Parsing EXAR files

Does anyone know how to read the EXAR protocol files (export file format of protocols setup in Siemens scanner) from python to programmatically parse different steps and sequences inside them? Thanks.

cc @Chris_Rorden @tsalo @yarikoptic

I do not think these are documented or designed for public consumption. Perhaps someone else knows details. These are simply sqlite files, so reading the attributes is not hard, but interpreting them looks challenging. Here is the skeleton for a Python reader:

import sqlite3
con = sqlite3.connect('TERRA_20ch.exar1')
cur = con.cursor()
cur.execute("SELECT name FROM sqlite_master WHERE type='table';")
print(cur.fetchall())
cur.execute("SELECT * FROM Instance")
rows = cur.fetchall()
for row in rows:
    print(row)
con.close()

Thanks Chris – I will give this a try!
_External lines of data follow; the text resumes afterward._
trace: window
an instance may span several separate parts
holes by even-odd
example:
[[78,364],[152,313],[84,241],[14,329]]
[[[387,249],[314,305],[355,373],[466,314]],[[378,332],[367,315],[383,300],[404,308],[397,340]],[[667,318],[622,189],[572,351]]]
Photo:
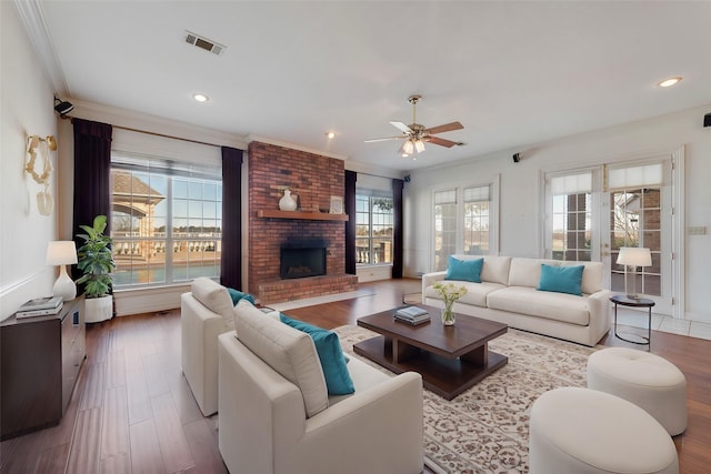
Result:
[[628,269],[634,271],[637,289],[652,296],[662,294],[662,164],[611,169],[610,246],[613,255],[611,290],[624,290],[624,265],[618,265],[621,246],[650,249],[652,266]]
[[445,270],[457,253],[457,190],[434,193],[434,270]]
[[356,263],[392,263],[392,195],[356,192]]
[[464,253],[489,253],[489,186],[464,188]]
[[592,260],[592,173],[550,179],[551,258],[571,262]]
[[495,254],[498,249],[499,179],[483,185],[450,188],[433,192],[433,271],[447,270],[449,255]]
[[111,182],[117,289],[220,275],[220,170],[114,153]]

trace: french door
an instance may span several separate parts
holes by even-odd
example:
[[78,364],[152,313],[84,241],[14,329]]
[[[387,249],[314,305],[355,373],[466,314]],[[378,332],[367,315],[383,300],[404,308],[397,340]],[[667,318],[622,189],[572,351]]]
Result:
[[[545,256],[601,261],[603,284],[615,293],[624,293],[627,271],[654,312],[674,315],[672,167],[671,157],[659,157],[547,174]],[[652,265],[617,264],[622,246],[650,249]]]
I was hoping someone here tried to do that already :slight_smile:

@Chris_Rorden Can you try that on your side:

#!/bin/env python3

#
# extract-exar1.py
#
# A small script to extract structures from SIEMENS exar1 file
# It will generate one JSON for each entry in the Content table.
# And sometimes an XML if json['Data'] attribute is found.
#
# Usage: python3 extract-exar1.py "filename.exar1"
#

# https://neurostars.org/t/parsing-exar-files/20237
import sqlite3
import sys
import zlib
import json

headers = [
    'EDF V1: ContentType=syngo.MR.ExamDataFoundation.Data.EdfAddInConfigContent;',
    'EDF V1: ContentType=syngo.MR.ExamDataFoundation.Data.EdfDecisionStepContent;',
    'EDF V1: ContentType=syngo.MR.ExamDataFoundation.Data.EdfDirectoryContent;',
    'EDF V1: ContentType=syngo.MR.ExamDataFoundation.Data.EdfInteractionStepContent;',
    'EDF V1: ContentType=syngo.MR.ExamDataFoundation.Data.EdfJoinStepContent;',
    'EDF V1: ContentType=syngo.MR.ExamDataFoundation.Data.EdfMeasurementStepContent;',
    'EDF V1: ContentType=syngo.MR.ExamDataFoundation.Data.EdfPauseStepContent;',
    'EDF V1: ContentType=syngo.MR.ExamDataFoundation.Data.EdfProgramContent;',
    'EDF V1: ContentType=syngo.MR.ExamDataFoundation.Data.EdfProtocolContent;',
    'EDF V1: ContentType=syngo.MR.ExamDataFoundation.Data.EdfSplitStepContent;',
    'EDF V1: ContentType=syngo.MR.ExamDataFoundation.Data.EdfStringContent;',
    'EDF V1: ContentType=syngo.MR.ExamDataFoundation.Data.EdfStructureContent;',
    'EDF V1: ContentType=syngo.MR.ExamDataFoundation.Data.EdfWorkflowStepContent;'
]
filename = sys.argv[1]
table = 'Content'

con = sqlite3.connect(filename)
cur = con.cursor()
cur.execute(f"SELECT * FROM {table}")
rows = cur.fetchall()
for row in rows:
    name = row[0]  # unique hash ?
    deflate_data = row[1]
    assert deflate_data
    assert row[2] == 'DS'  # wotsit ?
    unzipped = zlib.decompress(deflate_data, -zlib.MAX_WBITS)
    str_data = unzipped.decode("utf-8")
    # skip first line:
    # 'EDF V1: ContentType=syngo.MR.ExamDataFoundation.Data.EdfAddInConfigContent;'
    lines = str_data.splitlines(keepends=True)
    header = lines[0].strip()
    assert header in headers
    json_str = ''.join(lines[1:])
    # make sure this is JSON before writing it:
    json_data = json.loads(json_str)
    with open(name + '.json', 'w') as f1:
        f1.write(json_str)
        if 'Data' in json_data:
            xml_data = json_data['Data']
            # Always write with XML file extension, even for XProtocol
            with open(name + '.xml', 'w') as f2:
                f2.write(xml_data)
con.close()

@malaterre thanks: your script does extract a lot of sequence information into JSON and XML files.